Gaudí Day

It’s Gaudí day!* The day we set aside for leaving the twilight embrace of the Gothic quarter in order to go to both Park Güell and the Sagrada Família cathedral.

This was our first proper excursion out of the old city, and I did NOT appreciate either the hills or the absence of adorable bars. I mean, I can see how if you have children who don’t appreciate good underpriced wine it might be appealing to spend a day in the wholesome sunlight engaging in some Catalan modernism. That said, if you bring children, I suggest you make sure they are self-propelling ones, as it is not a pram-friendly environment. Our first stop, Park Güell, is situated on a hill so steep and tall that there are escalators in the middle of the street leading up to the Park. Why? Surely there were more convenient locations for a park? It also strikes me as vaguely sexist given the sheer mass of clothes that women had to drag around back at the turn of the 20th century when work commenced.

Anyway we paid to go into the “Monumental Zone”, which is basically the part of the park that actually has stuff in it, the rest being essentially just a park with the occasional fake viaduct. So look. I am aware that I am a total art cretin. But it strikes me that if a woman or a person of colour produced some of these blobby spires with mosaics stuck on, they’d be considered unspeakably kitsch. But since a white dude did it, it’s somehow Art. Both of us found the whole thing pretty underwhelming, and certainly not worth climbing a stupid hill in the stupid sunlight.

Mercifully, the walk to the Sagrada Família was downhill from the park. We had seen it from a distance from the top of the park, but nothing prepares you for seeing the facade up close. It is…revolting. It looks like your hippy aunt stuck a bunch of candles in some giant wine bottles and melted a cathedral. As a piece of public art, it’s honestly baffling that anyone would volunteer to fund it, especially with construction having been underway for over 130 years so far.

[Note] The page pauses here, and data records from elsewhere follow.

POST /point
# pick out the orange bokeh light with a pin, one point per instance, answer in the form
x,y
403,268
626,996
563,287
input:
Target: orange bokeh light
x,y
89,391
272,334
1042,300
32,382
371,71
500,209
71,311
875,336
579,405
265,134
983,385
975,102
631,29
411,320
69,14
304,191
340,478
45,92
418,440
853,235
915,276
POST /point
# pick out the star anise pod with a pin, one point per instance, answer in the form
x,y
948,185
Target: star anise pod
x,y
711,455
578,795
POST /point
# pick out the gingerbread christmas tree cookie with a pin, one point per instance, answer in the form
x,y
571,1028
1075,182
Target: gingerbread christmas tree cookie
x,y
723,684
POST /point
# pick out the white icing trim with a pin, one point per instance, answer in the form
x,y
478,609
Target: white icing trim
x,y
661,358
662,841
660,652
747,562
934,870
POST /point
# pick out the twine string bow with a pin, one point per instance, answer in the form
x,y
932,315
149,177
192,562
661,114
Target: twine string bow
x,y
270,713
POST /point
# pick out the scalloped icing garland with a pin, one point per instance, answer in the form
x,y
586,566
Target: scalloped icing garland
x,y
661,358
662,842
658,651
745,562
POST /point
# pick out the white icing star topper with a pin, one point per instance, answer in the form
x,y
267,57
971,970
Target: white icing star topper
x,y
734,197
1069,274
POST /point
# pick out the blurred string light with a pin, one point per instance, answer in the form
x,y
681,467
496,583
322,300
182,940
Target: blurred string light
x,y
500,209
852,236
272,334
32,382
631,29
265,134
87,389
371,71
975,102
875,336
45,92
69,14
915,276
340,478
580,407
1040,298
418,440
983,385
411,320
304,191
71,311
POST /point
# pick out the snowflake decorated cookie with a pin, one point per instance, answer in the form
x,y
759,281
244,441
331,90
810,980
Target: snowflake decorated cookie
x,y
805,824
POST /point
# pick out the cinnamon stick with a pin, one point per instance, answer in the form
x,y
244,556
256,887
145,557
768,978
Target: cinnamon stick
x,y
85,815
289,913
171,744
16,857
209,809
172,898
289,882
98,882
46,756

We chose to pay to take the elevator up the Nativity Spire, one of two spires that are open to the public. The best thing about going up the spire is the view of the city, which you can get for free from the top of the Park. The worst thing about it is that you can once more see the outside of the cathedral which, again, looks like Dale Kerrigan found his mum a new cathedral in the Trading Post and she started prettying it up a bit. Save your euros and don’t bother.

For all my whining, the inside of the cathedral is magnificent, with huge branching columns in various pale stones and a beautiful quality of light from the stained glass windows. I could appreciate this objectively, but still did not enjoy being inside it. Why? The other churches we’d been to in Barcelona were functioning churches, and though there were tourists inside, they were silent and (mostly) respectful. Although the Sagrada Família was consecrated in 2010, it’s impossible to imagine it ever actually serving the purpose for which it was designed. It was full of chattering tour groups. In every direction I looked at ground level, I was met by a sea of camera lenses. There was no water in the fonts. The altar had not a priest standing beside it, but a security guard. I found it pretty depressing.

The worst part about the whole day was that I came back dehydrated from all the hill-walking, tried to replenish my fluids way too fast, and spent the tail end of the day puking into a hotel waste-paper basket after failing to make it to the bathroom. Coincidently or not, we now both have some kind of illness characterised by fever and gastro-intestinal distress, which is very inconvenient considering all the food and wine I’m currently surrounded by and NOT. EATING. I’ve had water with my meals for the last two days, and those meals have been bird-sized. I am incredibly frustrated.

*I wanted to do a whole Groundhog Day joke here but Sim said it was too much of a reach. Also, Gaudí day was now two days ago, we have not updated this due to being inconveniently sick. More later.